The sidestepping continues in how we fund medical research. Out of each dollar appropriated to the National Institutes of Health (NIH), 16 cents goes to cancer, 9 cents goes to HIV/AIDS, and 3 cents goes to heart disease — all for conditions which have seen significant boosts in funding as well as subsequent reductions in the number of deaths over time. How much of each NIH dollar goes to research Alzheimer's disease? One penny.
As the saying goes, you get what you pay for. According to the Alzheimer's Association's Facts and Figures, 2014 Alzheimer's disease care costs are estimated at $214 billion, including $150 billion in costs to Medicare and Medicaid. But the federal investment at the NIH in Alzheimer's disease research is estimated to be only $566 million. As the Silver Tsunami grows with the aging of America's baby boomers, Alzheimer's will cost an estimated $1.2 trillion (in today's dollars) in 2050.

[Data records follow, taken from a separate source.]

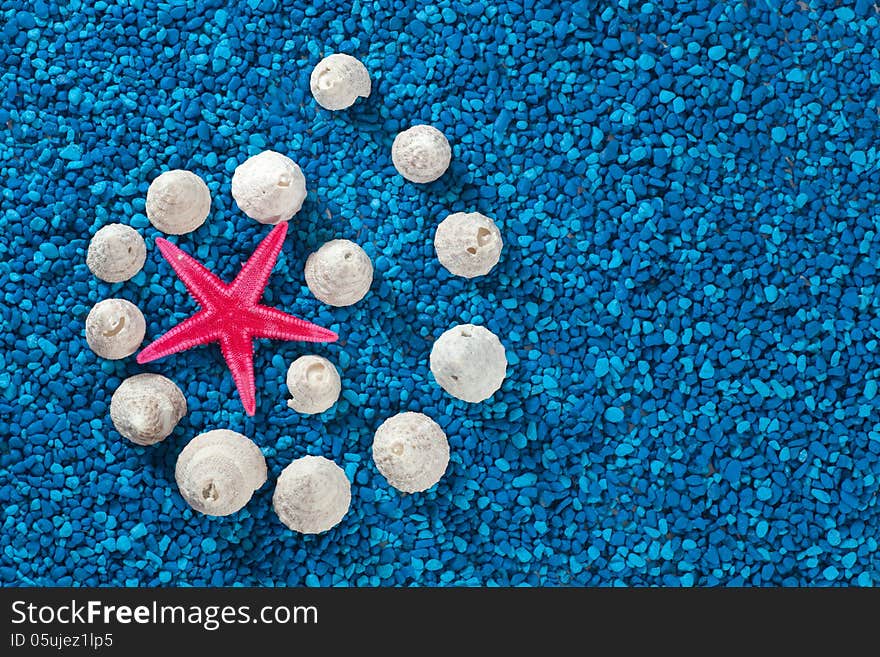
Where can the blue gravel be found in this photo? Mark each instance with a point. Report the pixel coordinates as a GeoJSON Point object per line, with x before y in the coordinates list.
{"type": "Point", "coordinates": [688, 193]}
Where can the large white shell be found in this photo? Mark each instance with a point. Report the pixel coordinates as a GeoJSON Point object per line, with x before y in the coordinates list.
{"type": "Point", "coordinates": [146, 407]}
{"type": "Point", "coordinates": [468, 244]}
{"type": "Point", "coordinates": [469, 362]}
{"type": "Point", "coordinates": [115, 328]}
{"type": "Point", "coordinates": [421, 154]}
{"type": "Point", "coordinates": [411, 451]}
{"type": "Point", "coordinates": [339, 80]}
{"type": "Point", "coordinates": [269, 187]}
{"type": "Point", "coordinates": [339, 273]}
{"type": "Point", "coordinates": [312, 495]}
{"type": "Point", "coordinates": [314, 384]}
{"type": "Point", "coordinates": [218, 472]}
{"type": "Point", "coordinates": [116, 253]}
{"type": "Point", "coordinates": [178, 202]}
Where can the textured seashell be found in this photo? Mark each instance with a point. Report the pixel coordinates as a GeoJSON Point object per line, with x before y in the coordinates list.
{"type": "Point", "coordinates": [178, 202]}
{"type": "Point", "coordinates": [411, 451]}
{"type": "Point", "coordinates": [421, 154]}
{"type": "Point", "coordinates": [313, 383]}
{"type": "Point", "coordinates": [339, 273]}
{"type": "Point", "coordinates": [115, 328]}
{"type": "Point", "coordinates": [218, 472]}
{"type": "Point", "coordinates": [339, 80]}
{"type": "Point", "coordinates": [146, 407]}
{"type": "Point", "coordinates": [312, 495]}
{"type": "Point", "coordinates": [469, 362]}
{"type": "Point", "coordinates": [468, 244]}
{"type": "Point", "coordinates": [269, 187]}
{"type": "Point", "coordinates": [116, 253]}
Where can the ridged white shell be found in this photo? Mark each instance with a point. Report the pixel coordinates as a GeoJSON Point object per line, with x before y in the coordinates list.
{"type": "Point", "coordinates": [146, 407]}
{"type": "Point", "coordinates": [178, 202]}
{"type": "Point", "coordinates": [312, 495]}
{"type": "Point", "coordinates": [116, 253]}
{"type": "Point", "coordinates": [115, 328]}
{"type": "Point", "coordinates": [339, 80]}
{"type": "Point", "coordinates": [411, 451]}
{"type": "Point", "coordinates": [218, 472]}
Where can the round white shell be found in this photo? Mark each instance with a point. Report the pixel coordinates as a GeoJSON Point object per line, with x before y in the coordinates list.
{"type": "Point", "coordinates": [312, 495]}
{"type": "Point", "coordinates": [411, 451]}
{"type": "Point", "coordinates": [269, 187]}
{"type": "Point", "coordinates": [115, 328]}
{"type": "Point", "coordinates": [146, 407]}
{"type": "Point", "coordinates": [339, 80]}
{"type": "Point", "coordinates": [339, 273]}
{"type": "Point", "coordinates": [469, 362]}
{"type": "Point", "coordinates": [116, 253]}
{"type": "Point", "coordinates": [421, 154]}
{"type": "Point", "coordinates": [468, 244]}
{"type": "Point", "coordinates": [178, 202]}
{"type": "Point", "coordinates": [218, 472]}
{"type": "Point", "coordinates": [313, 383]}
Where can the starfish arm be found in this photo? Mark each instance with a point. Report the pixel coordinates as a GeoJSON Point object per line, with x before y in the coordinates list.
{"type": "Point", "coordinates": [238, 351]}
{"type": "Point", "coordinates": [251, 280]}
{"type": "Point", "coordinates": [191, 332]}
{"type": "Point", "coordinates": [277, 325]}
{"type": "Point", "coordinates": [202, 284]}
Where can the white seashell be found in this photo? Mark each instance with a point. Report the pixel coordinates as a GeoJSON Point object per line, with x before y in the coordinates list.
{"type": "Point", "coordinates": [312, 495]}
{"type": "Point", "coordinates": [146, 407]}
{"type": "Point", "coordinates": [411, 451]}
{"type": "Point", "coordinates": [468, 244]}
{"type": "Point", "coordinates": [313, 383]}
{"type": "Point", "coordinates": [116, 253]}
{"type": "Point", "coordinates": [115, 328]}
{"type": "Point", "coordinates": [269, 187]}
{"type": "Point", "coordinates": [339, 273]}
{"type": "Point", "coordinates": [218, 472]}
{"type": "Point", "coordinates": [469, 362]}
{"type": "Point", "coordinates": [339, 80]}
{"type": "Point", "coordinates": [421, 154]}
{"type": "Point", "coordinates": [178, 202]}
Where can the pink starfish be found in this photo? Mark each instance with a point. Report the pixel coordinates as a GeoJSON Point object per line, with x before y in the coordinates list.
{"type": "Point", "coordinates": [232, 314]}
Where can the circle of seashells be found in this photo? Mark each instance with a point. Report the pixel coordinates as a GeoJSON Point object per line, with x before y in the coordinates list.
{"type": "Point", "coordinates": [218, 471]}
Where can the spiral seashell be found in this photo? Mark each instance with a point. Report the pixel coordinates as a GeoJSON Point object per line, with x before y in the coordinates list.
{"type": "Point", "coordinates": [178, 202]}
{"type": "Point", "coordinates": [469, 362]}
{"type": "Point", "coordinates": [339, 80]}
{"type": "Point", "coordinates": [269, 187]}
{"type": "Point", "coordinates": [339, 273]}
{"type": "Point", "coordinates": [313, 383]}
{"type": "Point", "coordinates": [312, 495]}
{"type": "Point", "coordinates": [411, 451]}
{"type": "Point", "coordinates": [218, 472]}
{"type": "Point", "coordinates": [421, 154]}
{"type": "Point", "coordinates": [115, 328]}
{"type": "Point", "coordinates": [146, 407]}
{"type": "Point", "coordinates": [468, 245]}
{"type": "Point", "coordinates": [116, 253]}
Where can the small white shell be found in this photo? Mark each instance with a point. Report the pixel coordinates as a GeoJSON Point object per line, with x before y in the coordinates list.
{"type": "Point", "coordinates": [218, 472]}
{"type": "Point", "coordinates": [146, 407]}
{"type": "Point", "coordinates": [411, 451]}
{"type": "Point", "coordinates": [421, 154]}
{"type": "Point", "coordinates": [269, 187]}
{"type": "Point", "coordinates": [469, 362]}
{"type": "Point", "coordinates": [178, 202]}
{"type": "Point", "coordinates": [339, 273]}
{"type": "Point", "coordinates": [468, 244]}
{"type": "Point", "coordinates": [116, 253]}
{"type": "Point", "coordinates": [313, 383]}
{"type": "Point", "coordinates": [115, 328]}
{"type": "Point", "coordinates": [339, 80]}
{"type": "Point", "coordinates": [312, 495]}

Our lackluster national investment in Alzheimer's research is longstanding, but not nearly as long as the NIH's tradition to "raise all ships" when it comes to funding. It's a nice idea in theory, but when funding starts out at uneven levels for different conditions, shared raises create more disparity over time. Why not consider prioritizing research investment based on socioeconomic factors, such as a condition's annual costs to Medicare, Medicaid and out-of-pocket costs to families? In the case of Alzheimer's, most other diseases wouldn't even come close.
Some of this disconnect with Alzheimer's disease relates to our fear of it. According to the Alzheimer's Association, more than one in five Americans rates Alzheimer's as the disease they are most afraid of getting. It's no wonder, since the same survey found that nearly three-quarters of Americans know or have known someone with Alzheimer's disease. Once you have experienced the look on a loved one's face who no longer recognizes you as "you," it forever changes your life.
Alzheimer's disease can seem utterly hopeless. So when government agencies give the public a lukewarm response to this massive problem, it is hard to take. While the last few years of increased federal funding for Alzheimer's research have been an improvement, we are still just spitting on a fire. Ultimately, it will take a willingness to make hard choices to effectively counter this growing epidemic.
You know what else is getting old? We are. Let's hope we do something meaningful before it's too late.